Open S-Mahoney opened 4 months ago
Hi, are you using the llava-next-interleave model or the original single-image model?
@FengLi-ust I found similar issue. The interleave demo process multiple inputs and stack them in (img_num, 3, 384, 384)
,
https://github.com/LLaVA-VL/LLaVA-NeXT/blob/inference/playground/demo/interleave_demo.py#L153-L162
image_list=[]
for f in images_this_term:
if is_valid_video_filename(f):
image_list+=sample_frames(f, our_chatbot.num_frames)
else:
image_list.append(load_image(f))
image_tensor = [our_chatbot.image_processor.preprocess(f, return_tensors="pt")["pixel_values"][0].half().to(our_chatbot.model.device) for f in image_list]
image_tensor = torch.stack(image_tensor)
image_token = DEFAULT_IMAGE_TOKEN*num_new_images
while I think it should be in anyres
way with size (img_num, k, 3, 384, 384)
Did you have same problem? @S-Mahoney
Hi, (img_num, 3, 384, 384)
works for our model for multi-image setting. (img_num, k, 3, 384, 384)

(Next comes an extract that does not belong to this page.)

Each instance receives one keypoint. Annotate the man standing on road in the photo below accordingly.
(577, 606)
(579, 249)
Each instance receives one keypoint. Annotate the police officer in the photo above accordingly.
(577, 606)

also works for our model to process anyres single-image.
Hi, was just testing to see if I could reform the same results from your demo as in an import code. I was attempting to prompt two images and then ask for comparisons. The demo performs this very well with two images uploaded:
However, attempting to upload to images using your multi-image inference method described on your examples: https://huggingface.co/docs/transformers/en/model_doc/llava_next does not behave in the same way, plus the method you have posted when run only describes the last image (of a snowman) completely ignoring the first 2.
I was wondering the structure of a prompt required for this? Or if the public Transformers version is not up-to-date for multi-image inference?